A: Cassettes are over! Retailers are not buying them at all – libraries and schools still are to a point, but it is on a life support. The retail side of Listening Library’s offerings via Audible is now 15% of their total sales.

And now for lunch! Back this afternoon.

Reading with Your Ears Preconference

Posted by Jamie Watson

Throughout the day,I’ll be posting highlights live from the YALSA Preconference entitled Reading with your Ears. Comment if you have any questions, or send me an email at watson@hcplonline.info.

Curriculum Connections
Presented by Sharon Grover, Hedberg Public Library, Janesville, WI and Mary Stump, Arlington County, VA Public Schools.

Why Listen?

Most important point: Listening is not cheating!

A good way to enhance literacy is NOT to try to read along : the narrator can read faster than you can keep up. Rather listen first and then read, or read first and then listen.

Listening can add to the reading experience just like a movie version does.

Preponderence of mp3 players is giving an extra motivation to try listening.
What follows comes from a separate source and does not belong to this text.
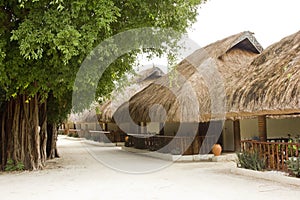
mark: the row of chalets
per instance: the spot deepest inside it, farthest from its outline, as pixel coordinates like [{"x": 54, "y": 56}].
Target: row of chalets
[{"x": 255, "y": 91}]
What’s the best reason to listen to audiobooks? It’s fun! The quality of narration is superior and often provided by well-known actors. It’s also a wonderful family activity. It’s a great way to give parents the opportunity to share books with their teens. You can stop the book manually and talk about the story.

How to Listen?

Is the book appropriate for audio presentation? Is the book or story one that lends itself to being read aloud?

And yes, correct pronunciation of all text is REQUIRED for a good audiobook!
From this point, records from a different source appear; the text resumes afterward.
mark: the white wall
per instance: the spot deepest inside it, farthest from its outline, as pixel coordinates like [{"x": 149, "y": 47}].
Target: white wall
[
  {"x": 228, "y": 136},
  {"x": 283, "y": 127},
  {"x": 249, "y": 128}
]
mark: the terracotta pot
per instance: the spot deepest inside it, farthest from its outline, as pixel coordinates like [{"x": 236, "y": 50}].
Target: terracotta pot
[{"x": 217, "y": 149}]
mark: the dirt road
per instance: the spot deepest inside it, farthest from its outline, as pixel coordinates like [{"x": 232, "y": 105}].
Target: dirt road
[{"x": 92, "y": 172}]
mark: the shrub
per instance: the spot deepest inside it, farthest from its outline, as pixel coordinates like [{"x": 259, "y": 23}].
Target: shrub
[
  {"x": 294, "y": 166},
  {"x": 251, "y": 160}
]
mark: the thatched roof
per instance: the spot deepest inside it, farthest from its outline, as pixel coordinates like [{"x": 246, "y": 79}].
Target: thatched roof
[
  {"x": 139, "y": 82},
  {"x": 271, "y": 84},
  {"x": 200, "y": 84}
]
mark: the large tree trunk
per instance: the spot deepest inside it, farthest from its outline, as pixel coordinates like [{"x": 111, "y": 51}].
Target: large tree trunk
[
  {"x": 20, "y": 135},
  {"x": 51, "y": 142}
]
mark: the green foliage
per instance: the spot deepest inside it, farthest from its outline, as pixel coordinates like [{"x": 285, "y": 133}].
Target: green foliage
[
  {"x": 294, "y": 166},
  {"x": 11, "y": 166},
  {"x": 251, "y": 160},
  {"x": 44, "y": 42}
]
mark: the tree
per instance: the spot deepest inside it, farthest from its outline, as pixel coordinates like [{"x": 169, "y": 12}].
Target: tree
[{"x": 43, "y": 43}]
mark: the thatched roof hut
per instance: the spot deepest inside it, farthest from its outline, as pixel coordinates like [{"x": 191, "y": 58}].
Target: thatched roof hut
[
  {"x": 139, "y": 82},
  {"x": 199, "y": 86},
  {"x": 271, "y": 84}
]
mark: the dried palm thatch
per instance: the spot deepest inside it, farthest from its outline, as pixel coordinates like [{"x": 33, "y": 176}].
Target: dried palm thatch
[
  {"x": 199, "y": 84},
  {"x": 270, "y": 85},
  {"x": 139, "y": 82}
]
An audio edition may make the material more accessible to a wider audience.

Several audiobooks were shared, complete with clips, and then linked to specifics from a variety of statewide curriculum standards. In many cases, the audio demonstrates the selected standard in an even stronger manner than the print version does.
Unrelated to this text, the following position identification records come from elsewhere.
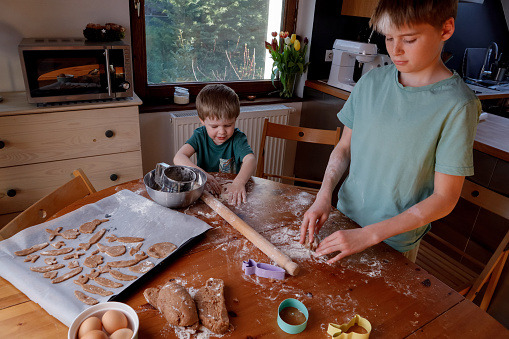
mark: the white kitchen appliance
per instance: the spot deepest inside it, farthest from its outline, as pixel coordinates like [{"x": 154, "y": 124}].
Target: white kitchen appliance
[{"x": 351, "y": 60}]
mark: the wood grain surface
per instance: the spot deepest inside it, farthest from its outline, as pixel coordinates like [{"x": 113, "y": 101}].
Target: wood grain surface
[{"x": 399, "y": 298}]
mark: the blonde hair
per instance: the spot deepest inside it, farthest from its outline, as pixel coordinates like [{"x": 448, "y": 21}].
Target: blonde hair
[
  {"x": 410, "y": 12},
  {"x": 217, "y": 101}
]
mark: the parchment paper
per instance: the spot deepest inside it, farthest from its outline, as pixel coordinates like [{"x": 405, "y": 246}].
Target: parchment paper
[{"x": 129, "y": 214}]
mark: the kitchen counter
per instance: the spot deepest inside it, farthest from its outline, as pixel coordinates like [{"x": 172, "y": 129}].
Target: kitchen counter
[{"x": 492, "y": 133}]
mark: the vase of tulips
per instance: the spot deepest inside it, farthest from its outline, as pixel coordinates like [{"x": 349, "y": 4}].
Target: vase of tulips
[{"x": 288, "y": 54}]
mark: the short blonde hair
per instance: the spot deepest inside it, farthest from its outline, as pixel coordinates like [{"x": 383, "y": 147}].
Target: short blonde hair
[
  {"x": 410, "y": 12},
  {"x": 217, "y": 101}
]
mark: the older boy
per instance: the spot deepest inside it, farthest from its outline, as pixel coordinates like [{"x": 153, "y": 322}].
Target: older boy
[
  {"x": 219, "y": 146},
  {"x": 408, "y": 137}
]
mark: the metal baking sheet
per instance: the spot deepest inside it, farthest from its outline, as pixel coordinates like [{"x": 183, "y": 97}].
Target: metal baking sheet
[{"x": 129, "y": 214}]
There is such a thing as a Free Lunch

Posted by Jami Schwarzwalder

Remember back in high school economics, where the teacher went on explaining why there wasn’t such a thing as a free lunch? Well at ALA your old economics teacher was wrong.

One part of ALA is attending programs and learning more about interesting opportunities available, hopefully getting just enough ideas to not be overwhelmed.

Another aspect is networking, for students this track could be more important than the programs. Since your time is completely overbooked, and the exhibit hall is overwhelmingly large, many exhibitors offer breakfasts, lunches, and cocktails for invited guests. It doesn’t cost to attend, but what the exhibitors get is your attention for longer than you would stop by their booth. And that to them is worth paying for a meal in exchange for your attention and time.

I would encourage everyone (especially poor students) to pay attention to the pre conference mailings so that you can get some meals for free, and also learn about many different things going on in the library world, because as we all know it is the exhibitors at the different conferences that are our biggest supporters.